The eradication of rinderpest from Africa is an achievable goal within the next 3 - 5 years. This was the consensus of a meeting in Vienna organised by the IAEA's Department of Technical Co-operation and the Joint FAO/IAEA Division in mid-January. It was attended by key donors and the main countries involved in the largest animal disease control programme ever, the Pan African Rinderpest Campaign (PARC).

Rinderpest or cattle plague is a deadly viral disease of cattle. It killed 90% of all cattle and buffaloes when it first took hold in sub-Saharan Africa at the turn of the century. Now the disease is on the verge of extinction, and for the first time in history there is a real prospect that one of the most dreaded animal diseases can be eradicated globally.

PARC involves 34 African countries, but rinderpest, previously widespread, is now under control in all but two of these. This has been achieved through mass vaccination.
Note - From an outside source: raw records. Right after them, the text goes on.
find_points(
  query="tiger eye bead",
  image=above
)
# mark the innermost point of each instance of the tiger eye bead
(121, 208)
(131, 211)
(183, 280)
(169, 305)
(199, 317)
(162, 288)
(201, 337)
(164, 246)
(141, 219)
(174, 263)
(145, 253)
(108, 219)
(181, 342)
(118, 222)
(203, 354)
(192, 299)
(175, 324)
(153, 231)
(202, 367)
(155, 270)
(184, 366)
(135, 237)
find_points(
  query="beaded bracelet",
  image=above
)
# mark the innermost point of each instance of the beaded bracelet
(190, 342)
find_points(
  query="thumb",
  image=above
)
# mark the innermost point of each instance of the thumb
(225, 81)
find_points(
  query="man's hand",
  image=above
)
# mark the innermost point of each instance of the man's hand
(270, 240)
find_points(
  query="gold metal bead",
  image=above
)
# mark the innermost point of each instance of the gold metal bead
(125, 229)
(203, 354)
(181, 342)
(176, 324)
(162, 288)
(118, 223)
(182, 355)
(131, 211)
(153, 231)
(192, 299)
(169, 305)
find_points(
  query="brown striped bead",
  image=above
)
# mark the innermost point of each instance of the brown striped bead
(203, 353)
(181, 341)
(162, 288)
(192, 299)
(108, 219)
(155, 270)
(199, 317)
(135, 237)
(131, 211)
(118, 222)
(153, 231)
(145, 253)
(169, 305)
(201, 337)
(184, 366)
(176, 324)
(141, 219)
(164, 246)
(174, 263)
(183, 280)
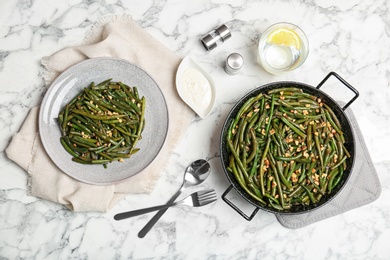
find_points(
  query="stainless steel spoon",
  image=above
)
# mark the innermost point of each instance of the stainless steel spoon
(195, 174)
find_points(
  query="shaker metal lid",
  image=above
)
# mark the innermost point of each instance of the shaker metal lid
(216, 37)
(234, 63)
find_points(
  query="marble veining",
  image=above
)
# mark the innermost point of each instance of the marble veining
(349, 37)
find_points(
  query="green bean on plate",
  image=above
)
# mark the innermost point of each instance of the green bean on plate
(103, 123)
(286, 148)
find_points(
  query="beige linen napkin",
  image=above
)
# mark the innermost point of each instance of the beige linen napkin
(112, 36)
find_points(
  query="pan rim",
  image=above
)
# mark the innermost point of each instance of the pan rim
(275, 85)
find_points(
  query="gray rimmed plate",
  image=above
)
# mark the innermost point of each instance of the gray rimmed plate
(69, 84)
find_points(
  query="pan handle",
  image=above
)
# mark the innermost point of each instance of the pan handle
(230, 203)
(345, 84)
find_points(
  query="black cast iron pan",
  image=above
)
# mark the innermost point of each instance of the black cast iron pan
(346, 127)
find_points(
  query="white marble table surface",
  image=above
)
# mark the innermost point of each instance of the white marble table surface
(348, 37)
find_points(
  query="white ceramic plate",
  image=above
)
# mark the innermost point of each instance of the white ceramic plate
(189, 62)
(69, 84)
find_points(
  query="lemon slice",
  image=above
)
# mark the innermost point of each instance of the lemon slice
(285, 37)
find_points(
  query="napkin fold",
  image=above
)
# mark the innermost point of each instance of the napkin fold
(117, 37)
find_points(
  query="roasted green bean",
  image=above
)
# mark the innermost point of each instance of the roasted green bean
(287, 148)
(103, 123)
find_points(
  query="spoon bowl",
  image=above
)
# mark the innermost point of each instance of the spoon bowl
(194, 174)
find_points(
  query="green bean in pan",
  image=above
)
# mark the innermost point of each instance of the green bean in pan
(103, 123)
(286, 148)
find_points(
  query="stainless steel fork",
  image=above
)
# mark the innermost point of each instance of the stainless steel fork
(196, 199)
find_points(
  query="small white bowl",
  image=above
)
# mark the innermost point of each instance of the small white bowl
(200, 100)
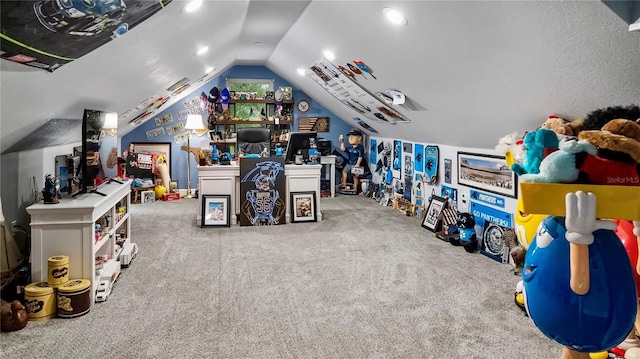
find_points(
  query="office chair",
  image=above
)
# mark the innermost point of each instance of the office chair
(254, 140)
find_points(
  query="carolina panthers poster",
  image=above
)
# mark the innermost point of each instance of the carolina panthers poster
(262, 191)
(431, 159)
(50, 33)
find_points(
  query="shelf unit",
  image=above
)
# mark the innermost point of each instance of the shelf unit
(89, 229)
(230, 123)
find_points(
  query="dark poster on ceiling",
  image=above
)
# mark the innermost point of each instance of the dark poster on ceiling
(50, 33)
(262, 191)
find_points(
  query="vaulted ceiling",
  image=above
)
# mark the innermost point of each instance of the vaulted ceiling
(480, 69)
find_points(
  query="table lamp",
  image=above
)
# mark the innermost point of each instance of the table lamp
(194, 122)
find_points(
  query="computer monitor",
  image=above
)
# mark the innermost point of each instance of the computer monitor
(298, 141)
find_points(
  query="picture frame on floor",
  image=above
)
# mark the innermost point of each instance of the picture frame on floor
(147, 196)
(432, 216)
(303, 207)
(216, 210)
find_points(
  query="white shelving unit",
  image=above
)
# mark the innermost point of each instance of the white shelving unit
(85, 228)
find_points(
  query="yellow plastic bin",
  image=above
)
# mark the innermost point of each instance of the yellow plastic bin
(612, 202)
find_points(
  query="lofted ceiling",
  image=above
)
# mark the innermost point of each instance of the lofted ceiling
(480, 69)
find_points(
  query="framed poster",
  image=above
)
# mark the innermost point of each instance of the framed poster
(216, 210)
(487, 172)
(262, 191)
(447, 170)
(431, 218)
(143, 158)
(303, 207)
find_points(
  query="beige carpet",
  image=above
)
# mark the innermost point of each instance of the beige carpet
(366, 282)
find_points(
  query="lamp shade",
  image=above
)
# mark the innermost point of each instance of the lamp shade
(194, 122)
(110, 121)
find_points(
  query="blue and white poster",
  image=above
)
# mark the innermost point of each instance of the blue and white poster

IAEA's technical support for a laboratory network using Enzyme Linked Immuno Sorbent Assay (ELISA) for monitoring the vaccination process was critical in these campaigns. Now, as mass vaccination ceases and efforts concentrate on removing the remaining pockets of infection, the IAEA laboratory network will focus on surveillance using the most up-to-date molecular technologies, providing rapid identification of existence of the disease or confirmation of its elimination.
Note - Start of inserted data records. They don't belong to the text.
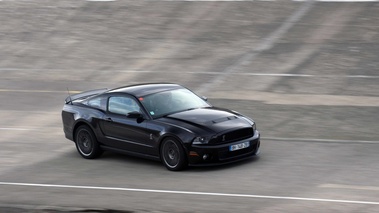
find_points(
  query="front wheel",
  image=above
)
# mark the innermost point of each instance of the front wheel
(86, 143)
(173, 155)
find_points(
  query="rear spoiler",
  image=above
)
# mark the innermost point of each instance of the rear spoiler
(83, 95)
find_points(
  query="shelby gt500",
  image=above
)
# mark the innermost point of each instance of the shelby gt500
(160, 121)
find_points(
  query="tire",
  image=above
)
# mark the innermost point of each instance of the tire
(173, 155)
(86, 143)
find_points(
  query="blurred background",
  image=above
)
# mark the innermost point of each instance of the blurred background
(305, 71)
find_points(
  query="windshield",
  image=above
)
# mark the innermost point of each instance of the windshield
(168, 102)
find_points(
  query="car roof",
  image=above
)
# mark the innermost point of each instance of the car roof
(140, 90)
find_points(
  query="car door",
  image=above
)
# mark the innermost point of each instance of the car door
(123, 132)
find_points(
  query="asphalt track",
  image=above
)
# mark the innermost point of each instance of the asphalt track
(306, 71)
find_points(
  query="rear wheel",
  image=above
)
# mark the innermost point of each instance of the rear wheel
(173, 155)
(86, 143)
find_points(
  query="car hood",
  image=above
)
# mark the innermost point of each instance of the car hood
(214, 119)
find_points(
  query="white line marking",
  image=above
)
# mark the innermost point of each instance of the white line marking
(190, 193)
(100, 0)
(341, 186)
(205, 73)
(319, 140)
(14, 129)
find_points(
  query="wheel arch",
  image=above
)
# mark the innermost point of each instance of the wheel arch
(168, 135)
(79, 123)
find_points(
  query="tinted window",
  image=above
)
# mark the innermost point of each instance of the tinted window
(98, 102)
(123, 105)
(172, 101)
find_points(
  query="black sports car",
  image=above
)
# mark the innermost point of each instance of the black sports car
(165, 122)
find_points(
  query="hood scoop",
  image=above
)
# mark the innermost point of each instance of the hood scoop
(220, 120)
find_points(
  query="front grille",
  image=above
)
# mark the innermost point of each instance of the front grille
(236, 135)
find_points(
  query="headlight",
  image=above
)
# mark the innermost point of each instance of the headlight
(200, 140)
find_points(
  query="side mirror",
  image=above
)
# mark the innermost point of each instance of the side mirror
(134, 114)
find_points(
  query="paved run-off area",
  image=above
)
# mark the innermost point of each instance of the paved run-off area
(307, 72)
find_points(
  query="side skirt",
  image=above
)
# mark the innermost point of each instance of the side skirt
(151, 157)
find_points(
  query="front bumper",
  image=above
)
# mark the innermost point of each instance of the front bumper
(204, 155)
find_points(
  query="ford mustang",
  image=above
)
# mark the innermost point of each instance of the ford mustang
(161, 121)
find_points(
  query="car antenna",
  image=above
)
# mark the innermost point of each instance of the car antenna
(69, 95)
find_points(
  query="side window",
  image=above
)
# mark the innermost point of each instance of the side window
(122, 105)
(98, 102)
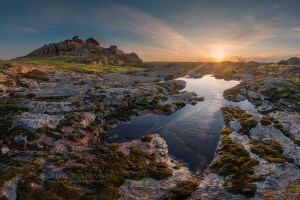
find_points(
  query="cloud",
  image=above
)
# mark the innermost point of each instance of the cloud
(159, 36)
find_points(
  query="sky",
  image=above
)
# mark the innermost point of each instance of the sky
(157, 30)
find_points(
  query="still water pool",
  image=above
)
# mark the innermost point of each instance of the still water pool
(192, 133)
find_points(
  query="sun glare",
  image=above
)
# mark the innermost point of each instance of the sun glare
(218, 54)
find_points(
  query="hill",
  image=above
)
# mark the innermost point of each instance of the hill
(88, 51)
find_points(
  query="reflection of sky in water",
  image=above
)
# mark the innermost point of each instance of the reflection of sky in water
(192, 133)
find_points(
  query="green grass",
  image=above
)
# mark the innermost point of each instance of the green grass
(71, 64)
(270, 150)
(237, 167)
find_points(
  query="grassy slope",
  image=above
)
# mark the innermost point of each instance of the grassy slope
(69, 64)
In many arid areas of Africa, cattle are the staple livelihood of rural people, who rely on long migrations across borders to reach pastures. Such herds often carry diseases and thus control has to be approached on a regional basis. Consequently the IAEA has created a laboratory network and introduced nuclear based and nuclear related diagnostic technologies which help the veterinary services of Africa to identify these herds to prevent epidemics from spreading.

During the January 1997 meeting, the problems associated with the surveillance of residual rinderpest were defined and possible solutions proposed These involve the strengthening of disease surveillance and of the existing network through assistance to regional reference laboratories so as to help national laboratories in the diagnosis of rinderpest.

African countries and donor organizations (EU and USAID) discussed the requirements for the OIE Pathway and means to strengthen the existing rinderpest surveillance systems. Regional workshops in both West and East Africa will be organised through the IAEA to follow this up.

A collective commitment until rinderpest is eradicated from Africa was confirmed during the meeting by the African countries and the donors, and it is firmly believed this can be achieved within the next 3 - 5 years.